Hepiniz cidden çok saygı değer insanlardınız. Beni hiç bir zaman pişman etmeyip, hayal kırıklıkları yaşatmadığınız için teşekkür ederim. Bahtınız açık şansınız bol olsun.
hepinize ayrı ayrı sözlerim var aslında. bir ortak yanınız var eski sevgili olmanız. kiminiz iyi, kiminiz kötü. şunu söyleyim; bana yaşattıklarınızı sizde sevgiliniz de yaşayın. iyi ve kötü her şeyi.
sen yokken ben,
gülen resmimi yaptırdım, sokaktaki ressama
her zaman yaptığım gibi, buzdolabını ayağımla kapadım
tabiki de bunların hiçbirini yapmadım. buzdolabının kapağı falan onlar ibrahim sadri'nin saçma sapan okuduğu şiirlerde kaldı.
burada karalasam bir şeyler ve onlar okusalar; "pale sen çok değişmişsin, tamaaaaaamen allahsız olmuşsun" deyu söylenirler.
neyse, burada yazsam burdan trinidad tobago'ya yol olur. sonra ağızları açık sorarlar ve cevabını şöyle alırlar;
ben senin derdini anlamışım. sen eski pale'yi arıyorsun. o yok artık, öldü. sağolun el birliğiyle öldürdünüz garibi. saflığı, temizliği, insanlara sevgisi, sevdası... namusuyla yok olup gitti garip. bakın, geride bu kaldı; namussuz pale!
zaman makinası diye bir şey icat edilse de geçmişe dönüp, o öyle yaptığında keşke bende böyle yapsaydım diye yaşadığım pişmanlıkların acısını çıkarsam. ama gene de uğraşılmaya değmez.

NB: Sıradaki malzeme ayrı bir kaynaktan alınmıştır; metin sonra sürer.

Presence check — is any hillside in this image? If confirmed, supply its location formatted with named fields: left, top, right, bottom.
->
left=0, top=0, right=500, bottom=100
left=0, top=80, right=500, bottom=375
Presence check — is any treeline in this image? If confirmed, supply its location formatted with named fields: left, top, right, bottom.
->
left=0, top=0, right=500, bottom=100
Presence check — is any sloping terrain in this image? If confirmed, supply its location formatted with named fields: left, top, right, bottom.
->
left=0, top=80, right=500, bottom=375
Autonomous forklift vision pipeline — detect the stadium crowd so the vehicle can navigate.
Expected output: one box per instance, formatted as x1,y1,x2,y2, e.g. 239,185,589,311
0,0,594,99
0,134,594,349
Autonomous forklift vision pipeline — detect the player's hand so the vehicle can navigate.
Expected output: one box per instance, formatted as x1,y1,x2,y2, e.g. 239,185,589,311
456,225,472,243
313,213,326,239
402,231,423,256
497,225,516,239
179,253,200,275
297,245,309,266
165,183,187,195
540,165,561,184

Benden size not hepinizi toplasam bir adam etmessiniz . Kendi seçimlerimi yargılıyorum lan sizin yüzünüzden pazar'dan karpuz seçer gibi sevgili seçmişim hepsi kelek çıktı . (bkz: @bahtsız bedevi)
üzgünüm kadınlar, hiç birinizi gerçekten sevmedim. hepinizde aradığım bir kişiydi.
-hiç birinizin boynunu koklamadım ben, onu kokladım.
-saçlarınıza iltifat ettiğimde size değildi.
-saçlarımı kestirdim nasıl olmuş? dediğinizde siklemiyordum, umrumda değildi.
-hiç biriniz sade bir fondötenle onun kadar sade ve aynı zamanda güzel olamadınız.
-hiç birinizin kokusunu içime çekmedim.
-yanınızda uyuyamadım, içim acırdı hep çünkü. hastayım ondan demelerim yalandı.
-gece vakti yanınızdan kalkıp sigara içtiğimde onu düşünüyodum.
-allah belasını versin ki onu düşünüyodum.
-hiç biriniz şişe su aldığımda kapağını açarak vermediniz bana. neden sevecektim sizi.
-tırnaklarınızdan nefret ediyodum.
-parfümleriniz rezaletti lan.
-elinizi tuttuğumda biran önce bırakma isteğim hep azabımdan dolayıydı.
-ve son olarak, hepinizle onun hayalini aldattım ben.
ve son eski olan baş rol oyuncusuna söylüyorum bunu da,
allah belanı versin. bütün bunların sebebi sensin.
malesef en sonuncunuz da size benzedi. bu sefer farklı demiştim ama yaptı yapacağını be kızlar. hepinizden farklı olarak bunun ellerini tutarken bile korkardım incinecek diye.